Dois dias depois das eleições legislativas que impulsionaram a extrema direita, o chefe do governo e líder socialista Pedro Sánchez chegou a um acordo com a esquerda radical do Podemos para formar um governo de coalizão na Espanha, mas para se concretizar precisará do apoio de outras forças.

A inesperada assinatura do acordo foi selada com um abraço entre Sánchez e o líder do Podemos, Pablo Iglesias, protagonistas no passado de sérias desavenças.

“Este novo governo será um governo categoricamente progressista”, pensado para durar os quatro anos da legislatura porque a “Espanha precisa de um governo estável (…) e precisa já”, disse Sánchez, ao assinar o documento em uma cerimônia no Parlamento.

Este “governo de coalizão progressista” combinará “a experiência do Partido Socialista com a coragem do Podemos” e será “a melhor vacina contra a extrema direita”, destacou Iglesias, que apertou, sorridente, a mão de Sánchez.

Após as legislativas de domingo, das quais saiu um Parlamento muito fragmentado, o acordo foi considerado inesperado, sobretudo levando-se em conta que os socialistas e o Podemos fracassaram em alcançar algo similar após as eleições anteriores, em abril.

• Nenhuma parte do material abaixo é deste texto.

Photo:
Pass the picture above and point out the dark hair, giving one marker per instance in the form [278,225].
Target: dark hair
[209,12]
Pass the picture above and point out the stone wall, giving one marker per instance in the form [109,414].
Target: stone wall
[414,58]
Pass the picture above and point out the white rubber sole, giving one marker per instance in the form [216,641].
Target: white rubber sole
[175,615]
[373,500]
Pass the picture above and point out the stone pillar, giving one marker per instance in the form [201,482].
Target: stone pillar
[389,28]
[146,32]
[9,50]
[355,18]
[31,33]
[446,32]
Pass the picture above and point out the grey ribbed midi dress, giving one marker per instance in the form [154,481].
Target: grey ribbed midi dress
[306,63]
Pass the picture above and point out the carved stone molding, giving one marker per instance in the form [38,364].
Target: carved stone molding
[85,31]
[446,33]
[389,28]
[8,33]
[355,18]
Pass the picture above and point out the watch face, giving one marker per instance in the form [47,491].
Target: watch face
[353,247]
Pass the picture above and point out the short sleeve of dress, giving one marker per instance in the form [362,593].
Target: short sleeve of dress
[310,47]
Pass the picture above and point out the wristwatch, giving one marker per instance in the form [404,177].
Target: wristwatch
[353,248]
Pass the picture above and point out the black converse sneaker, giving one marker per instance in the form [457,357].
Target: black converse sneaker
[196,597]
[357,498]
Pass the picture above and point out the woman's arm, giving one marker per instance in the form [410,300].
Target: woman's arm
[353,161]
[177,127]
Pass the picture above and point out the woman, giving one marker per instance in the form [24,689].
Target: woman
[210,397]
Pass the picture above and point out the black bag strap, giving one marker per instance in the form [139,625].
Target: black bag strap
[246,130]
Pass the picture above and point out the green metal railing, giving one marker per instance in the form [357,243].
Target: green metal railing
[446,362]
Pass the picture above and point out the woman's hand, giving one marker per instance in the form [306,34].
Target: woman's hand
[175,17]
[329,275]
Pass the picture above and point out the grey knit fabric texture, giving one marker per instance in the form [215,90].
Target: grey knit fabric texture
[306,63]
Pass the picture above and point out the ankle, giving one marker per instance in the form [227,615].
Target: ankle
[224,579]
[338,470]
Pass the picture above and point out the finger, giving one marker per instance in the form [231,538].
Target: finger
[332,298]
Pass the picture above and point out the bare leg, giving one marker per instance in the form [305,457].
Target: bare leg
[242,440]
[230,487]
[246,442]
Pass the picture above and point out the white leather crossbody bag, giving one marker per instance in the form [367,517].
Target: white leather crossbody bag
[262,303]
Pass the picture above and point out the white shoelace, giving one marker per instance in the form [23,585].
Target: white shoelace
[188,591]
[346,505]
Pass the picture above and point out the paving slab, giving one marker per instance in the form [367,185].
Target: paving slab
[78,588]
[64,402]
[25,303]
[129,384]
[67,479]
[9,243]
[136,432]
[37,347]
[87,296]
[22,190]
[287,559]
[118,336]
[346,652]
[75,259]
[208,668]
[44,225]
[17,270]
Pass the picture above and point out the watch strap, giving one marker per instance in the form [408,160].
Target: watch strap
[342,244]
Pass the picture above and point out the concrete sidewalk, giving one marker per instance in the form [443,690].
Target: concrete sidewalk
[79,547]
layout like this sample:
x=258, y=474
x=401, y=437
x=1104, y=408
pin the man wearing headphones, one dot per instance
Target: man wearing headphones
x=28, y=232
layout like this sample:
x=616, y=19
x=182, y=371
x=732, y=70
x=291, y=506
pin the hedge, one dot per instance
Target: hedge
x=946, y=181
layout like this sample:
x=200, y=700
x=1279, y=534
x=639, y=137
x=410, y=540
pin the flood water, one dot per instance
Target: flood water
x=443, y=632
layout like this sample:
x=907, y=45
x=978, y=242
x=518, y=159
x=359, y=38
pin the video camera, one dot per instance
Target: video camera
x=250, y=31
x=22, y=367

Neste momento, Sánchez chegou a vetar a presença de Iglesias no Executivo e disse posteriormente que com a entrada do Podemos no governo, seria um presidente “que não dormiria à noite, junto com os 95% dos cidadãos deste país”.

O novo acordo “é tão auspicioso que supera qualquer tipo de desencontro que pudéssemos ter”, disse Sánchez nesta terça.

A estrutura exata do governo será anunciada nas próximas semanas.

– O efeito Vox –

“É uma verdadeira surpresa”, avaliou à AFP Cristina Monge, cientista política da Universidade de Zaragoza.

“A pergunta é: por que foram capazes de fazer em duas horas o que não conseguiram em meses? A resposta é o auge de Vox e porque não havia outra alternativa”, destacou Monge.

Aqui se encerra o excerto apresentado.